"A month, your honour!" I cried in dismay. "I never could stop in this country a month. Why, a week of it would be enough to drive me out of my mind almost."
"You will stay as long as I please, Llewellyn. That second guinea, which you pouched so promptly, is to enable you to come to me, by day or by night, on the very moment you see anything worth reporting. You are afraid of the dogs? Yes, all rogues are. Here, take this whistle. They are trained to obey it—they will crouch and fawn to you when you blow it." He gave me a few more minute instructions, and then showed me out by a little side-door; and all the way back such a weight was upon me, and continual presence of strange black eyes, and dread of some hovering danger, that I answered the driver to never a word, nor cared for any of his wondrous stories about the naked people (whose huts we beheld in a valley below us); nay, not even—though truly needing it, and to my own great amazement—could I manage a drop of my pittance of rum. So the driver got it after all, or at least whatever remained of it, while I wished myself back at Old Newton Nottage, and seemed to be wrapped in an evil dream. Both horse and driver, however, found themselves not only thankful, but light-hearted, at getting away from Nympton Moor. Jack even sang a song when five miles off, and in his clumsy way rallied me. But finding this useless, he said that it was no more than he had expected; because it was known that it always befell every man who forgot his baptism, and got into dealings with Parson Chowne.
[CHAPTER XXX.]
ON DUTY.
There are many people who cannot enter into my meaning altogether. This I have felt so often that now I may have given utterance to it once or possibly twice before. If so, you will find me consistent wholly, and quite prepared to abide by it. In all substantial things I am clearer than the noon-day sun itself; and, to the very utmost farthing, righteous and unimpeachable. Money I look at, now and then, when it comes across me; and I like it well enough for the sake of the things it goes for. But as for committing an action below the honour of my family and ancestors (who never tuned their harps for less than a mark a-night), also, and best of all, my own conscience—a power that thumps all night like a ghost if I have not strictly humoured it,—for me to talk of such things seems almost to degrade the whole of them.

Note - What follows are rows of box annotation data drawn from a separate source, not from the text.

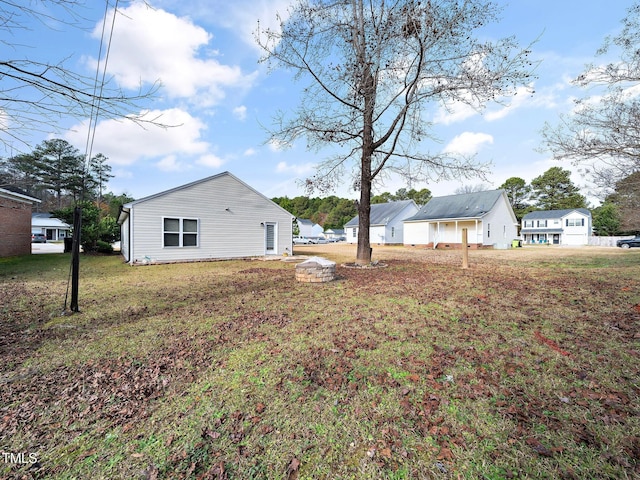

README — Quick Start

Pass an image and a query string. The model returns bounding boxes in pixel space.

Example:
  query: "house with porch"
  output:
[118,172,294,265]
[296,218,324,238]
[31,213,71,242]
[520,208,593,245]
[404,190,518,248]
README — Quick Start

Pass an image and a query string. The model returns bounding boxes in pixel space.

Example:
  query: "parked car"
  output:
[616,235,640,248]
[31,233,47,243]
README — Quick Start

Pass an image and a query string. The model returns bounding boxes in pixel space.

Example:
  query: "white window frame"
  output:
[161,216,200,248]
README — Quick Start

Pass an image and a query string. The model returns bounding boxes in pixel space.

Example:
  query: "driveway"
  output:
[31,242,64,253]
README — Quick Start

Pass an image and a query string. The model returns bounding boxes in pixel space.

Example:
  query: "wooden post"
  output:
[462,228,469,268]
[70,207,82,312]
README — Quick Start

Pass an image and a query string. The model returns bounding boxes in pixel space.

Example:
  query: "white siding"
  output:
[560,212,590,245]
[125,174,292,263]
[403,222,432,245]
[120,217,131,262]
[482,195,518,248]
[404,195,517,248]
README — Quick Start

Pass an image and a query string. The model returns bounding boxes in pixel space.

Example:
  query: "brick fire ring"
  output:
[296,257,336,283]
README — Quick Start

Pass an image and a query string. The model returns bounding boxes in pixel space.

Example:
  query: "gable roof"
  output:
[522,208,591,220]
[405,190,504,222]
[344,200,418,227]
[296,218,317,227]
[118,172,293,218]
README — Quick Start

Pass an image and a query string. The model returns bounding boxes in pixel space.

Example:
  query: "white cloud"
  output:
[233,105,247,120]
[485,86,533,122]
[443,132,493,155]
[159,0,292,53]
[197,153,224,168]
[156,155,188,172]
[65,108,210,166]
[90,2,256,107]
[267,138,289,152]
[433,102,478,125]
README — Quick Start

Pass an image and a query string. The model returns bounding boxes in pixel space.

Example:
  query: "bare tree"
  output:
[542,2,640,194]
[256,0,532,263]
[0,0,160,150]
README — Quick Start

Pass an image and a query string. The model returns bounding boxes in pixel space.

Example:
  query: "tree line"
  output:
[272,167,640,235]
[0,139,133,252]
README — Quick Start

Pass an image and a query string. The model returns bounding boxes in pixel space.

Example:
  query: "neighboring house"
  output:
[344,200,418,245]
[118,172,293,265]
[296,218,324,238]
[404,190,518,248]
[520,208,592,245]
[324,228,344,240]
[0,188,40,257]
[31,213,71,242]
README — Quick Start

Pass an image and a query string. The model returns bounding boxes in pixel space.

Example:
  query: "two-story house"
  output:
[520,208,592,245]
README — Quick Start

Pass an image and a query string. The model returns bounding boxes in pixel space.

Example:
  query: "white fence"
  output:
[589,235,633,247]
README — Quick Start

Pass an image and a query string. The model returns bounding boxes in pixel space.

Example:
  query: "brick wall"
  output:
[0,197,31,257]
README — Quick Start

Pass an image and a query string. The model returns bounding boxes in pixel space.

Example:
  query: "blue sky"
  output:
[0,0,631,203]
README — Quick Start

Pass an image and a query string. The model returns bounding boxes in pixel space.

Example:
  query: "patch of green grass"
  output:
[0,246,640,479]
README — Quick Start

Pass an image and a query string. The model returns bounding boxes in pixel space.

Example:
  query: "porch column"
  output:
[475,218,478,244]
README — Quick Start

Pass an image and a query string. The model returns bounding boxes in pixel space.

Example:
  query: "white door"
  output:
[264,223,277,255]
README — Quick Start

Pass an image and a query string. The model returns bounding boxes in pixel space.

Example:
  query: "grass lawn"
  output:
[0,245,640,480]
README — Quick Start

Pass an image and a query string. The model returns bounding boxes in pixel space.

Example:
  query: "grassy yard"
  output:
[0,245,640,480]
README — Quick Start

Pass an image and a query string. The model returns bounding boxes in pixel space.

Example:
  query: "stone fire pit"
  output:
[296,257,336,283]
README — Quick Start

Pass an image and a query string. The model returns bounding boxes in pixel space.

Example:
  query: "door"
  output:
[264,223,277,255]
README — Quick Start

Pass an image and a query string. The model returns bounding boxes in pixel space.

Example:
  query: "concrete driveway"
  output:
[31,242,64,253]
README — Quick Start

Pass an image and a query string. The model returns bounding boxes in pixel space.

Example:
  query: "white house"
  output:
[344,200,418,245]
[118,172,293,265]
[31,213,71,242]
[296,218,324,238]
[324,228,344,240]
[404,190,518,248]
[520,208,592,245]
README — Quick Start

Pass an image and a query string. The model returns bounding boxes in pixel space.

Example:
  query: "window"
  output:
[162,218,198,247]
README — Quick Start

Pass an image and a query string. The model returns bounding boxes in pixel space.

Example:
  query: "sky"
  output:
[0,0,631,206]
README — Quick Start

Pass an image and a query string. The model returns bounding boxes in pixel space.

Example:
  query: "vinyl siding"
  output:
[125,174,292,263]
[482,195,518,248]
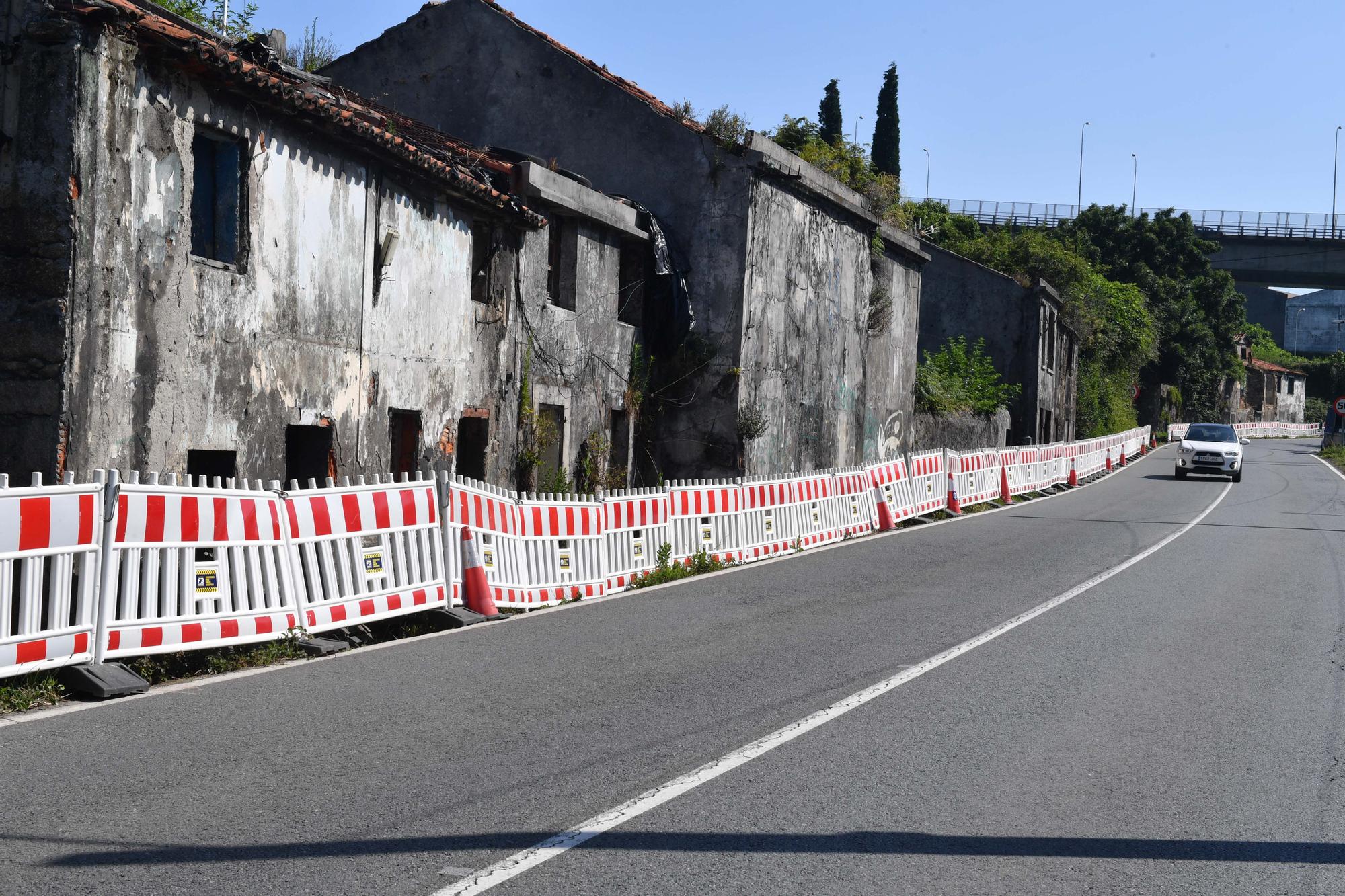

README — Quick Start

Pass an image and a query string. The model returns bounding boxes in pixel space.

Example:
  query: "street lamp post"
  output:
[1332,125,1341,237]
[1075,121,1092,218]
[1130,152,1139,218]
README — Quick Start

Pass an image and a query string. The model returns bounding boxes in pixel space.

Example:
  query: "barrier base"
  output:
[430,607,492,631]
[56,663,149,700]
[299,638,350,657]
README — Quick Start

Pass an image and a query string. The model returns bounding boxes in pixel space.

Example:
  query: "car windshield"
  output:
[1186,425,1237,441]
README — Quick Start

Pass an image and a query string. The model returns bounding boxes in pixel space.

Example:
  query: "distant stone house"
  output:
[1225,336,1307,422]
[0,0,648,485]
[323,0,927,478]
[920,241,1079,444]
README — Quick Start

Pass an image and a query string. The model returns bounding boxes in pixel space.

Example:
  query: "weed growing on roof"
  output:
[0,671,66,716]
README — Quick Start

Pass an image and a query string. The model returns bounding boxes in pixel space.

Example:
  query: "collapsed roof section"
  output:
[52,0,546,227]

Therefore, if any one dreams, in his folly, that I would play the spy upon that great house over the river, I have no more to say, except that he is not worthy to read my tale. I regard him with contempt, and loathe him for his vile insinuations. Such a man is only fit to take the place of a spy himself, and earn perhaps something worth talking of, if his interest let him talk of it. For taking friendly observation of Narnton Court, for its inmates' sake, I was to have just five shillings a-week!
It became my duty now to attend to the getting out of the limestone; and I fetched it up with a swing that shook every leaf of the Rose of Devon. Fuzzy attempted to govern me; but I let him know that I would not have it, and never knocked under to any man. And if Parson Chowne had come alongside, I would have said the same to him.
Nevertheless, as an honest man, I took good care to earn my money, though less than the value of one good sewin, or at any rate of a fine turbot, each week. No craft of any sort went up or down that blessed river without my laying perspective on her, if there chanced to be light enough; or if she slipped along after dark—which is not worth while to do, on account of the shoals and windings—there was I, in our little dingy, not so far off as they might imagine. And I could answer for it, even with disdainful Chowne looking down through me, that nothing larger than a row-boat could have made for Narnton Court. But I have not said much of the river as yet; and who can understand me?
This river bends in graceful courtesies to the sweet land it is leaving, and the hills that hold its birth. Also with a vein of terror at the unknown sea before it, back it comes, when you grieve to think that it must have said "good-bye" for ever. Such a lovely winding river, with so many wilful ways, silvery shallows, and deep, rich shadows, where the trees come down to drink; also, beautiful bright-green meadows, sloping to have a taste of it, and the pleaches of bright sand offered to satisfy the tide, and the dark points jutting out on purpose to protect it! Many rivers have I seen, nobler, grander, more determined, yet among them all not one that took and led my heart so.